United Nations, May 12th - The United Nations Children’s Fund (UNICEF) and the World Health Organization (WHO) have issued a stark warning about escalating violence against Palestinian children in both the occupied West Bank and Gaza Strip. According to UNICEF, some 70 Palestinian children have been killed since January 2025, with an average of one child per week falling victim to such attacks.
UNICEF Spokesperson James Elder reported that documented incidents include children being shot, stabbed, beaten, and pepper-sprayed. The spokesperson emphasized the increasing coordination of these attacks, noting that March 2026 saw the highest number of Palestinians injured by settler violence in the past two decades.
Following a recent visit to the West Bank, Elder described meeting an eight-year-old who had been beaten with a piece of wood during a settler attack and hospitalized for head injuries. The child’s mother explained that she had protected her four-month-old baby by reaching across to shield it from the attacker's club, resulting in both her arms being broken.
Elder also highlighted the prevalence of education-related attacks, including killings, injuries, and detentions of students, as well as the demolition of schools. He stressed that these institutions, which should be places of safety and stability, are increasingly becoming sites of fear and panic for children.
In Gaza, UNICEF reports a sharp rise in arrests and detention of Palestinian children by Israeli military forces, with 347 such cases documented so far this year, marking the highest number in eight years. More than half of these detained children (180) are held under administrative detention without procedural safeguards, including limited access to legal counsel and the right to challenge their detention.
Dr. Reinhilde Van de Weerdt, WHO’s representative in the Occupied Palestinian Territories, reported that some 10,000 children in Gaza live with life-changing injuries since the October 2025 ceasefire. Overall, an estimated 43,000 of the 172,000 people injured in Gaza since October 2023 have sustained such trauma, affecting limbs, spinal cords, or brains.
The WHO representative further highlighted a severe shortage of rehabilitation supplies, including wheelchairs and prosthetic limbs.

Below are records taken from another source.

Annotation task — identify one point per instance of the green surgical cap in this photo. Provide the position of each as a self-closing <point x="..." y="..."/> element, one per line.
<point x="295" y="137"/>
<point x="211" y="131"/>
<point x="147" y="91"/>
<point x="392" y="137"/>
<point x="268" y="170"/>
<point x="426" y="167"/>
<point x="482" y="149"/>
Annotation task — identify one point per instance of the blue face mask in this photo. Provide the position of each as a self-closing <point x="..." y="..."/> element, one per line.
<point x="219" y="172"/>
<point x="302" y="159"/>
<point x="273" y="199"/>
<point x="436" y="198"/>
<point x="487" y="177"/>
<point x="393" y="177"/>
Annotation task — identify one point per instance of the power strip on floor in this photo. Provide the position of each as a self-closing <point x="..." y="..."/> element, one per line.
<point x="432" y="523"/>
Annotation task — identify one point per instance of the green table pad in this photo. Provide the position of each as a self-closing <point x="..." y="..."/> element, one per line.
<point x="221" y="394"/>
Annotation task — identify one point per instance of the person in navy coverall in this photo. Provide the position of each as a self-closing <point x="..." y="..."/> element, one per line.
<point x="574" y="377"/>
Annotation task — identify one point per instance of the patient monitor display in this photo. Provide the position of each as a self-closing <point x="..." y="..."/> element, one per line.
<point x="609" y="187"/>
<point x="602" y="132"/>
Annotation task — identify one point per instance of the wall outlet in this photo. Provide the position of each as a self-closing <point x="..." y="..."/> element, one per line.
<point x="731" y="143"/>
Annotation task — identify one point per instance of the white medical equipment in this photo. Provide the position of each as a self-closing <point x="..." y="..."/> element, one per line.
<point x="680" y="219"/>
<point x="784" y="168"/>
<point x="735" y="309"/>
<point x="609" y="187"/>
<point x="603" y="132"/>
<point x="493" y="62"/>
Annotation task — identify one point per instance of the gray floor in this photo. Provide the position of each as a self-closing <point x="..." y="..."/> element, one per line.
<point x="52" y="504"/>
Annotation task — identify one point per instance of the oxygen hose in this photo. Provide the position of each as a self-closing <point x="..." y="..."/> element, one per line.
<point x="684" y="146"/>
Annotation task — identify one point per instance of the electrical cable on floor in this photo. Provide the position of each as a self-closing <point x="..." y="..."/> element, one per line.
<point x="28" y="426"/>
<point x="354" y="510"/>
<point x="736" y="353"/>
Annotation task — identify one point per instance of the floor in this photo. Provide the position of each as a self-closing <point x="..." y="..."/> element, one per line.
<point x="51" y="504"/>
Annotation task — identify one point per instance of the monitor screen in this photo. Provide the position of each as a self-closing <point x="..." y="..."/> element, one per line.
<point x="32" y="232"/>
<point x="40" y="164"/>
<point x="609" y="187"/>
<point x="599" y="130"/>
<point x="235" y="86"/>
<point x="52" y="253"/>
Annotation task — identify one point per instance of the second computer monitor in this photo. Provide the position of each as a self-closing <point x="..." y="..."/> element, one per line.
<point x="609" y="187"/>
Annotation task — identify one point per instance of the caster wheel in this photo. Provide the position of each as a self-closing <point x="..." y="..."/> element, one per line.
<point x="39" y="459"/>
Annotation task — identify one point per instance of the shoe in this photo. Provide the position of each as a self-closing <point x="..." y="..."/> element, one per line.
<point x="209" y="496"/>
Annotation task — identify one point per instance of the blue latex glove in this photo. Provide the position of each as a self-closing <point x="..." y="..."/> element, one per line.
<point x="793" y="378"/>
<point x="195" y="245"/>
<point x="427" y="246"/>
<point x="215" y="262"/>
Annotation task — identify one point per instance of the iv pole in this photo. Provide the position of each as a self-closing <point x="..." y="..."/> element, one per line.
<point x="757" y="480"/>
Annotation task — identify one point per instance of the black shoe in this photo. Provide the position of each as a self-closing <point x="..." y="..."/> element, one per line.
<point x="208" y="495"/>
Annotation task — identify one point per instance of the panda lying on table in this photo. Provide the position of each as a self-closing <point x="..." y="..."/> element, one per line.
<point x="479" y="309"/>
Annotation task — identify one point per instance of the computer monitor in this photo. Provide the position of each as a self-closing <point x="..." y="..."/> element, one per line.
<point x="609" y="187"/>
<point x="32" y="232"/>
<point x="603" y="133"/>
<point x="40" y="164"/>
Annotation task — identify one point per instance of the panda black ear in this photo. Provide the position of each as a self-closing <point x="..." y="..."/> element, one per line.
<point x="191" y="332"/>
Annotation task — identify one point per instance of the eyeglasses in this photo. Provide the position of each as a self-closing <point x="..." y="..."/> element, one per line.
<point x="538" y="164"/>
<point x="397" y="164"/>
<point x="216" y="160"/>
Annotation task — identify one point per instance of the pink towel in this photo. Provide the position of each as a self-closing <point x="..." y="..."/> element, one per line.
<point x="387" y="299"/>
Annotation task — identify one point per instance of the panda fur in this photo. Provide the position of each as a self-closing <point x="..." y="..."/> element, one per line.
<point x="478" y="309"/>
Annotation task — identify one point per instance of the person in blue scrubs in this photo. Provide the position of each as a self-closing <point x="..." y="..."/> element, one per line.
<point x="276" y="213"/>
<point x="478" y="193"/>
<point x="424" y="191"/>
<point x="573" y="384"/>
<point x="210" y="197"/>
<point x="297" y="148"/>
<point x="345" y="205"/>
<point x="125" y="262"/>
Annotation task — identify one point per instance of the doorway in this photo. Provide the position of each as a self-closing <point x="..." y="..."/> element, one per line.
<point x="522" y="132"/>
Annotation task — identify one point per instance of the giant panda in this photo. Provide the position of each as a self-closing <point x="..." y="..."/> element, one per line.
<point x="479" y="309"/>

No less than 18 shipments of these critical items are pending clearance to enter Gaza, with waiting times ranging from 130 days to more than a year. Every day that rehabilitation services remain under-resourced is a day preventing preventable disability risks from becoming permanent.
The United Nations has called for urgent international attention and support to address the escalating violence against Palestinian children and ensure access to necessary medical care and rehabilitation services in Gaza.